Please excuse my silence on the blog. I've been knee deep in Wallace Stegner's Angle of Repose. A reminder: this is six-hundred page novel! But I've now emerged. And with some thoughts to share:
- This is a strangely constructed book: you have the novelist -- Stegner -- who imagines that he's inherited a cache of letters from his grandmother; he -- the novelist -- quotes directly from those letters in order to provide the basic scaffolding for his book. The rest of the novel is narrated in a traditional fashion; these sections include dialogue, description, and the like, and attempt to bridge the gap between letters. And then on top of all this, you have the life and times of the novelist, whose own story becomes part of the larger book, which includes sections focused on his own evolution and relationships.
- All of which is to say: parts of this work, but parts do not; and to the extent that Angle functions as an epistolary novel, it does so with only partial success. The reason for this, I think, is strange: at times, Stegner seems to invalidate his own narrative, calling into question the dialogue he's created, wondering whether what he's presented is realistic or reasonable. For me, this became a distraction -- as I soon wondered whether any of the dialogue I was reading could be considered "believable."

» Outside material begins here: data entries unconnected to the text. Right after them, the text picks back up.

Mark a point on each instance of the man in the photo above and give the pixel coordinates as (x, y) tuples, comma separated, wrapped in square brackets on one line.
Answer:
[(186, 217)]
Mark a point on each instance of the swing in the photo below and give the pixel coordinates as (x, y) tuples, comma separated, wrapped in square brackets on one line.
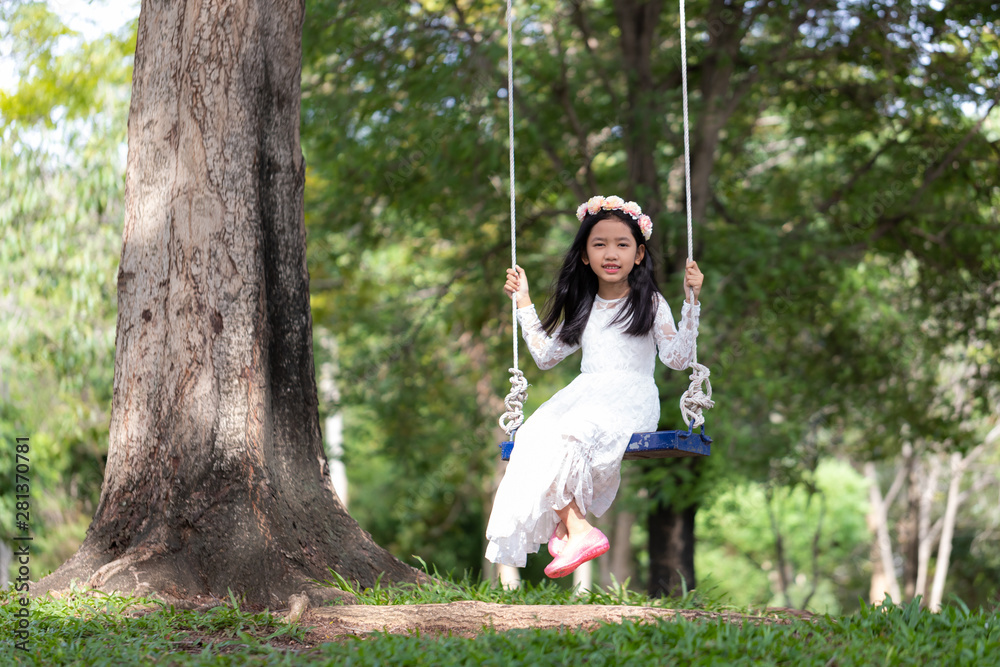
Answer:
[(653, 445)]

- And more: this is a long novel, but strangely, it was not long enough. Stegner seems to finish, in my reading, about half way through: his characters are still very much in a state of development when the novel ends, and the result a rushed effect: Stegner concludes that his own life -- his own decisions and mysteries -- resemble those of his grandparents. But this can only be so true, as we are forced to imagine what shape the final fifty years of their lives took.
- I don't want to be too critical of Stegner: there were parts of Angle, certainly, which I enjoyed and which I found to be quite emotional: this is the 1880s and 1890s in Idaho and Colorado. Life is brutal: even the wealthy had few comforts (or comforts as we would know them). When Stegner's characters feel disappointment, it's real: that emotion is raw and believable.
- And the title itself was evocative and emotive: this is the angle at which we suspend action; at which we no longer roll; at which, I suppose, we die. But I did not take it that way: not with such emphasis on death. For me, the title was about the great push -- the emphasis in our lives on action and accomplishment; and then, the moment when we decide that enough is enough, or that we have accomplished enough, and that we are willing to let things lay.